Personal information
- Born: 23 October 1999 (age 26) Jambi, Indonesia
- Height: 1.73 m (5 ft 8 in)

Sport
- Country: Indonesia
- Sport: Badminton
- Handedness: Right

Men's & mixed doubles
- Highest ranking: 143 (MD with Ghifari Anandaffa Prihardika, 23 April 2019) 17 (XD with Indah Cahya Sari Jamil, 12 May 2026) 27 (XD with Mychelle Crhystine Bandaso, 9 August 2022) 38 (XD with Nita Violina Marwah, 6 June 2023)
- Current ranking: 24 (XD with Indah Cahya Sari Jamil, 23 June 2026)
- BWF profile

Medal record
Men's badminton
Representing Indonesia
SEA Games
| Bronze medal – third place | 2021 Vietnam | Men's team |
| Bronze medal – third place | 2021 Vietnam | Mixed doubles |
Asian Junior Championships
| Silver medal – second place | 2017 Jakarta | Mixed team |

= Adnan Maulana =

Indonesian badminton player (born 1999)

Adnan Maulana (born 23 October 1999) is an Indonesian badminton player affiliated with Jaya Raya Jakarta club. He won a bronze medal in the mixed doubles at the 2021 SEA Games partnered with Mychelle Crhystine Bandaso.

== Career ==
In 2019, Maulana won his first senior international title at the 2019 Iran Fajr International in the men's doubles event partnering Ghifari Anandaffa Prihardika. He then won his World Tour title at the Russian Open in the mixed doubles with Mychelle Crhystine Bandaso. He and Bandaso beating host pair Evgenij Dremin and Evgenia Dimova in the final in straight games. Maulana and Bandaso also finished as runners-up at the World Tour Super 100 in Hyderabad and Indonesia.

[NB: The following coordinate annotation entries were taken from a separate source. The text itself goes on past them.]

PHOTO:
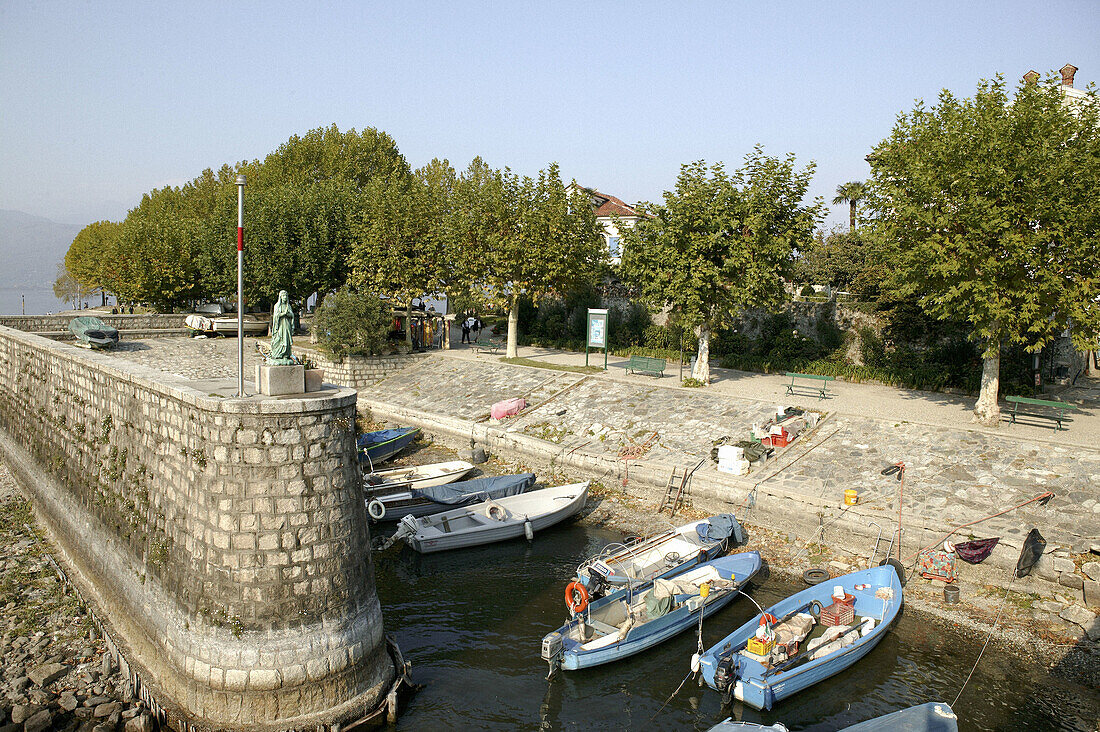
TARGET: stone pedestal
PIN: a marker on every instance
(275, 381)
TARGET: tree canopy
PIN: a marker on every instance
(722, 242)
(988, 210)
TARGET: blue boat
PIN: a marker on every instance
(388, 504)
(639, 616)
(382, 445)
(933, 717)
(799, 659)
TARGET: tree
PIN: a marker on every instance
(850, 193)
(721, 243)
(989, 210)
(516, 237)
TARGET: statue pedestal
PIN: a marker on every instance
(276, 380)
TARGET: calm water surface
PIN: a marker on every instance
(472, 622)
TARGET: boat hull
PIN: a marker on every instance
(741, 566)
(760, 688)
(572, 499)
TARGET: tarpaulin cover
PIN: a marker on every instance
(1033, 549)
(721, 527)
(479, 489)
(975, 552)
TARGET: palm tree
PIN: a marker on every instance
(850, 193)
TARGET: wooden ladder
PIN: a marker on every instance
(675, 494)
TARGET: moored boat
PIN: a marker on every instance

In 2022, Maulana competed with new partner Indah Cahya Sari Jamil and reached the finals of Indonesia International.

=== 2023 ===
In February, Maulana started the season with new partner Nita Violina Marwah playing in mixed doubles, and reach the semi-finals of Iran Fajr International.

In March, Maulana and Marwah reached the finals of Thailand International. In the end of March, they competed in the European tour at the Spain Masters, but had to lose in the second round from Danish pair Mathias Thyrri and Amalie Magelund. In the next tour, they lost in the semi-finals of Orléans Masters in France from Chinese Taipei pair Ye Hong-wei and Lee Chia-hsin.

In May, Maulana alongside the Indonesian team competed at the 2023 Sudirman Cup in Suzhou, China. He played a match in the group stage, won against Adam Dong and Josephine Wu of Canada. Indonesia advanced to the knockout stage but lost at the quarterfinals against China. In the next tournament, they lost in qualifying rounds of Malaysia Masters from Malaysian pair Chan Peng Soon and Cheah Yee See. In the next tour, they competed in the Thailand Open, but lost in the second round from 1st seed and eventual finalist Thai pair Dechapol Puavaranukroh and Sapsiree Taerattanachai.

In June, Maulana and Marwah competed at the home tournament, Indonesia Open, but lost in the first round from 1st seed CHinese player Zheng Siwei and Huang Yaqiong. In the next tour, they competed in the Taipei Open, but lost in the first round from Thai pair Ruttanapak Oupthong and Jhenicha Sudjaipraparat.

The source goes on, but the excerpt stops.